Lorsqu’on m’a demandé, il y a quelques mois, un titre pour ces journées, c’est celui-ci qui m’est venu à l’esprit. Et était clair pour moi d’emblée que, bien avant de savoir ce que j’allais pouvoir raconter sous ce titre, il s’agissait avant tout d’une démarche en négatif par rapport à ce mouvement actuel d’évaluation, de quantification, d’adéquation, de recensement du geste thérapeutique et de celui qui ne l’est pas...
Que A partage à La Borde la chambre de B, que C et D, maintenant sortis depuis 2 ans et se retrouvant habiter la même ville, décident de prendre un appartement ensemble, est-ce que ce sera « thérapeutique » ou au contraire nocif, régressif, voire pervers ? Ce type de question se pose à chaque instant. Et comment pourrions-nous y répondre ? D’autant que si je pense au couple que forment E et F, couple mixte celui-là, je dois bien dire que cet assemblage - où l’un était la béquille de l’autre - a fonctionné un an ou deux de façon très positive, facteur d’équilibre et de resocialisation, avant de devenir, comme c’est le cas actuellement, un système spéculaire ou chacun met son inertie sur le compte de celle de l’autre - ce qui annule toute tentative de prise en charge thérapeutique de l’un ou de l’autre.

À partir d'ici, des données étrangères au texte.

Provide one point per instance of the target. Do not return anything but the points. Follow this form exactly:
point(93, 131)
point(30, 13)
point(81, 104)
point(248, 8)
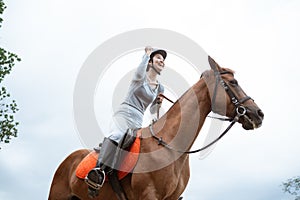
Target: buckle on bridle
point(241, 111)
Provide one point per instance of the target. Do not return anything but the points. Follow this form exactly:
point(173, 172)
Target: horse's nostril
point(260, 113)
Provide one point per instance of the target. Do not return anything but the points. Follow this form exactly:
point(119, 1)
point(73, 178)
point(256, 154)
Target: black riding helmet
point(158, 51)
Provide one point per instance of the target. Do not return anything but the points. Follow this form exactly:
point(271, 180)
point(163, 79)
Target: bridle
point(240, 111)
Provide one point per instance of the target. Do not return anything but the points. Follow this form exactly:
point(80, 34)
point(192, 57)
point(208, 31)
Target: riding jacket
point(139, 96)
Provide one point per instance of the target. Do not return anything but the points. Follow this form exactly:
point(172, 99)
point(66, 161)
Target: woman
point(143, 91)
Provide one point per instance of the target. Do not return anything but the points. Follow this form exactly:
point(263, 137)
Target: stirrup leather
point(95, 184)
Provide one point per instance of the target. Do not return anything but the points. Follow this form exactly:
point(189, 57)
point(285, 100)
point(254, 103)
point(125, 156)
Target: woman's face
point(158, 62)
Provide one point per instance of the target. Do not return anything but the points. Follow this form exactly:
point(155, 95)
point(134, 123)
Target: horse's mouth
point(250, 124)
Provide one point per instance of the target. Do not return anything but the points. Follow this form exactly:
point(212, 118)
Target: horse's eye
point(233, 82)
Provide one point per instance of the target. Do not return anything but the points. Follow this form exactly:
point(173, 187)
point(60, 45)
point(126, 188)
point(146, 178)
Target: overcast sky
point(258, 39)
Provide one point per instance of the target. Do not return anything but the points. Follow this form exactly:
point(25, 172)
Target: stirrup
point(93, 178)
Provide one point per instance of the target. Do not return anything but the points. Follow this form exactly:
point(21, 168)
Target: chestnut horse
point(161, 173)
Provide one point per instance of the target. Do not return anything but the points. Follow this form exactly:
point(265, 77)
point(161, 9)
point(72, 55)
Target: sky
point(259, 40)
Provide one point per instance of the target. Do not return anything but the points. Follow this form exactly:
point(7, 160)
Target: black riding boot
point(96, 177)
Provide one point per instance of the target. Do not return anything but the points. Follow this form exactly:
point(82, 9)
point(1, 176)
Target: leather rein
point(240, 111)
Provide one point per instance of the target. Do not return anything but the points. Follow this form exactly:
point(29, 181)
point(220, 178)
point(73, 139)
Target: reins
point(240, 111)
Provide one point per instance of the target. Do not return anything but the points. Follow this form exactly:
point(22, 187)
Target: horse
point(163, 173)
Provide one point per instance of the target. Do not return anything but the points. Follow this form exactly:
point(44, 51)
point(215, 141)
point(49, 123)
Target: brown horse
point(161, 173)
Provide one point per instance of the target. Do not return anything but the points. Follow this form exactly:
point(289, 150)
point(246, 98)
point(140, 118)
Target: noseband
point(240, 111)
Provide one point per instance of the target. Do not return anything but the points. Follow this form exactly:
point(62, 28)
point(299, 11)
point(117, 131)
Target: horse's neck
point(180, 126)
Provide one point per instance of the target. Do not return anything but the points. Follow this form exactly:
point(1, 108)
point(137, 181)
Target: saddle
point(125, 159)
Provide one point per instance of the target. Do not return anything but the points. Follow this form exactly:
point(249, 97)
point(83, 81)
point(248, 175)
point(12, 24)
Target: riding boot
point(96, 177)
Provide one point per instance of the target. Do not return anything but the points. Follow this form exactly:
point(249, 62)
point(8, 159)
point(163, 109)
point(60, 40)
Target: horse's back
point(61, 187)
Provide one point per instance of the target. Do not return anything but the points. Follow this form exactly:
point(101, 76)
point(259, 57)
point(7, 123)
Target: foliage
point(8, 107)
point(292, 186)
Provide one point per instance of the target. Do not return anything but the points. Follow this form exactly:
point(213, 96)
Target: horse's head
point(228, 98)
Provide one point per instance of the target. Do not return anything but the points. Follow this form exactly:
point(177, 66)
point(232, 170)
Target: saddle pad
point(127, 165)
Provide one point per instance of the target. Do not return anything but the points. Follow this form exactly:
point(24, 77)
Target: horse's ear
point(213, 65)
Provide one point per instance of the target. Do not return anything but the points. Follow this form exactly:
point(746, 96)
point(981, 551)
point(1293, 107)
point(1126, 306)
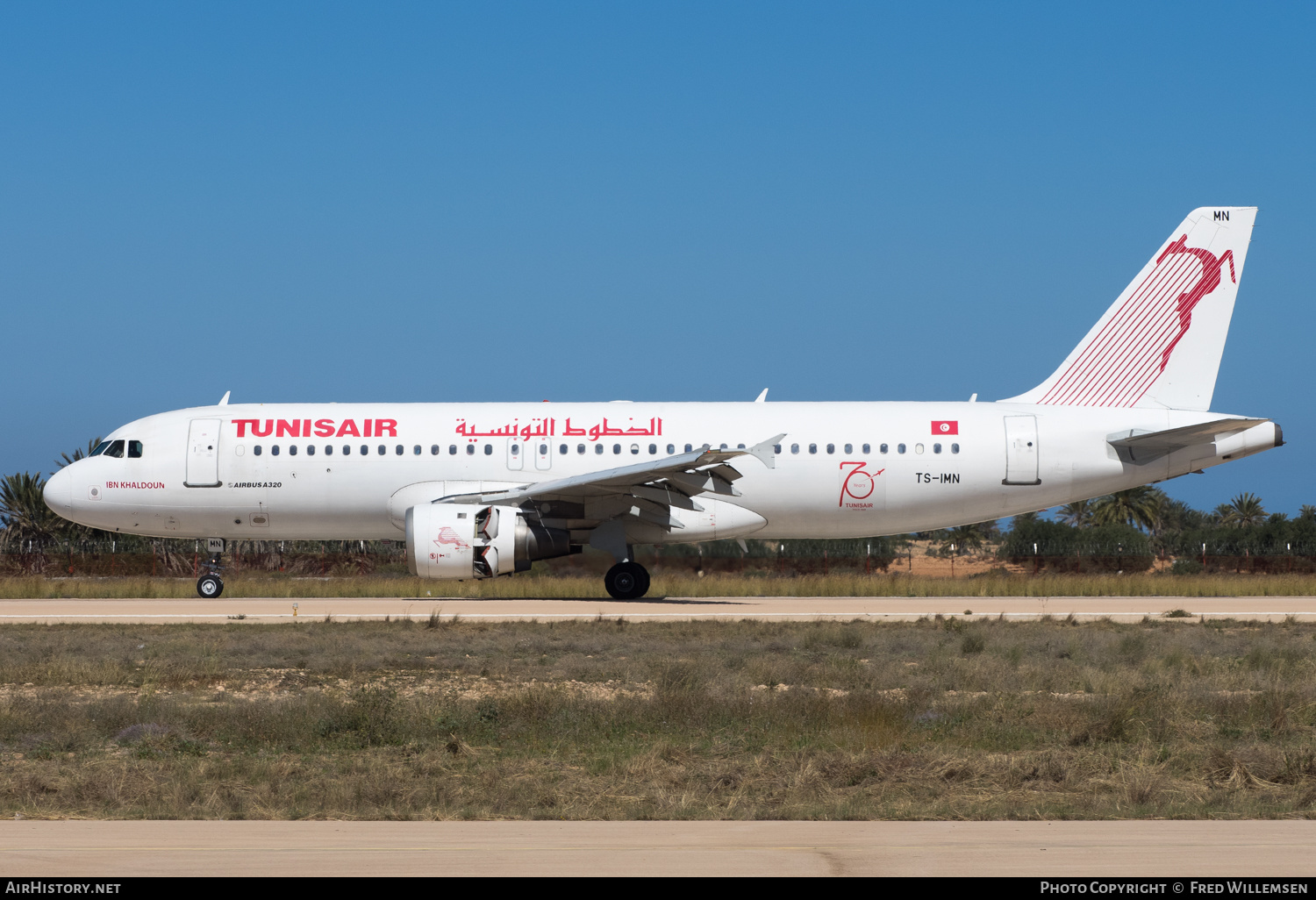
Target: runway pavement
point(966, 849)
point(649, 610)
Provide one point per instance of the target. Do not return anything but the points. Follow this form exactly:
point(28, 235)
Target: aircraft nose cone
point(58, 492)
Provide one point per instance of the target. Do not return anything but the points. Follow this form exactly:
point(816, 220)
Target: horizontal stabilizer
point(1137, 446)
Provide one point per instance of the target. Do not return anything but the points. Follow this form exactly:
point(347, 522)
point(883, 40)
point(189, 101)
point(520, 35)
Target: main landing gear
point(626, 581)
point(211, 586)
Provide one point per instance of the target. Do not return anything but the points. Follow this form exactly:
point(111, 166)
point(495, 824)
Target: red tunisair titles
point(318, 428)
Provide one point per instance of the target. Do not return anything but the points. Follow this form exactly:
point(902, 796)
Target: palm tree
point(78, 454)
point(1139, 507)
point(1244, 511)
point(24, 515)
point(963, 537)
point(1078, 513)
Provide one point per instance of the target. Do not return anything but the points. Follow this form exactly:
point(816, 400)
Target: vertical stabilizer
point(1160, 342)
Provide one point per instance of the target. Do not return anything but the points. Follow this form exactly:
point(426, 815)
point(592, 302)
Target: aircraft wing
point(647, 489)
point(1145, 446)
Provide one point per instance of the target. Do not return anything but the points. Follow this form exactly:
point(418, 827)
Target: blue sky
point(679, 202)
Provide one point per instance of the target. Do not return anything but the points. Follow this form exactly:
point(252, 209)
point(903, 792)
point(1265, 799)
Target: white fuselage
point(357, 483)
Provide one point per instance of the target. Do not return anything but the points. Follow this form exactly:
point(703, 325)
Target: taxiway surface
point(1170, 849)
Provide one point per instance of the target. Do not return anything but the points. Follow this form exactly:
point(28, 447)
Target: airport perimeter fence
point(1221, 552)
point(179, 558)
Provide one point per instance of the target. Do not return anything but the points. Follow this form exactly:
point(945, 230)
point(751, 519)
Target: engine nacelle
point(462, 541)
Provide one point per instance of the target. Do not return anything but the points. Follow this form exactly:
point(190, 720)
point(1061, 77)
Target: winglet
point(763, 452)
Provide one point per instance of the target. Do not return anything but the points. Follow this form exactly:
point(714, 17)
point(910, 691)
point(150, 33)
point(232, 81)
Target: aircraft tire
point(626, 581)
point(210, 587)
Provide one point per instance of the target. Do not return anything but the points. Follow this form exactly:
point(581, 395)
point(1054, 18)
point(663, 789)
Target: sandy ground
point(655, 610)
point(968, 849)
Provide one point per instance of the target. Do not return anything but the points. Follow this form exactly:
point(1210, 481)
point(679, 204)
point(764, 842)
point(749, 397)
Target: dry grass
point(940, 718)
point(997, 584)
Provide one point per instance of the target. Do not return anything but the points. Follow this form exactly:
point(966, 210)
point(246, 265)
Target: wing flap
point(1140, 447)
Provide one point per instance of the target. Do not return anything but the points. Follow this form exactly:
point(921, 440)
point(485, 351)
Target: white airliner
point(483, 489)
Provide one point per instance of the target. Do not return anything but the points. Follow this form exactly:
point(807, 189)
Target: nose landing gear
point(626, 581)
point(211, 586)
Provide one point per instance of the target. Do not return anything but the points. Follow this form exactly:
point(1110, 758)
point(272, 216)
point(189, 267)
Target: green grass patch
point(937, 718)
point(678, 584)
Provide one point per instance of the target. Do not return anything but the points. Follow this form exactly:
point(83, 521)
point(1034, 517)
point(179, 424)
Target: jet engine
point(461, 541)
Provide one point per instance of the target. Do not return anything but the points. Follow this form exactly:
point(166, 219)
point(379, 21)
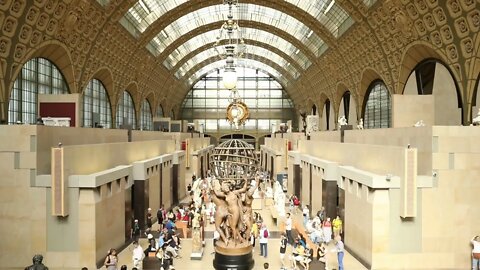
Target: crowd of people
point(324, 235)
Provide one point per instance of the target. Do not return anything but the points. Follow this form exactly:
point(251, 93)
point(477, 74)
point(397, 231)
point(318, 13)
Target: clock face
point(237, 111)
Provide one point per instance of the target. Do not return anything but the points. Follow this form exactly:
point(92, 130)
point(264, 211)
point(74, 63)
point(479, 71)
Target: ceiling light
point(144, 6)
point(329, 7)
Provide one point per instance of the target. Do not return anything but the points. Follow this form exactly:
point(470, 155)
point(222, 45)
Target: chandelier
point(234, 47)
point(237, 110)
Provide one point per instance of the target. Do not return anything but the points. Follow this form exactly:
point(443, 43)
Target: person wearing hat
point(135, 232)
point(137, 256)
point(152, 244)
point(149, 219)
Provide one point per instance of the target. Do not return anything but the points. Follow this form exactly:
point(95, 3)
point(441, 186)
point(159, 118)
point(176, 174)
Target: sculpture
point(37, 263)
point(419, 124)
point(476, 120)
point(360, 124)
point(234, 166)
point(342, 121)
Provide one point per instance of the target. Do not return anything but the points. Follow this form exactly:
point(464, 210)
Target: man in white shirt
point(137, 256)
point(264, 235)
point(288, 229)
point(475, 252)
point(306, 215)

On peut dire que travailler avec des psychotiques est l’une de ces professions « impossibles » dont parle Freud. Ce sont d’ailleurs plutôt des fonctions : « éduquer, gouverner, psychanalyser » ; tâches impossibles « parce que, dit-il, on peut y être sûr par avance de n’obtenir que des résultats insatisfaisants »1. Freud aborde d’ailleurs dans ce texte des problèmes qui sont, si l’on peut dire, notre pain quotidien, et en particulier, cette question - contenue dans le titre, dont ce n’est pas par hasard si sa traduction déchaîne les passions - cette question qu’en transposant un peu on pourrait formuler ainsi : Quand, et dans quelles conditions peut-on, sans trop de risque, cesser une prise en charge ? Étant bien entendu que rien ne peut garantir que la décision soit judicieuse.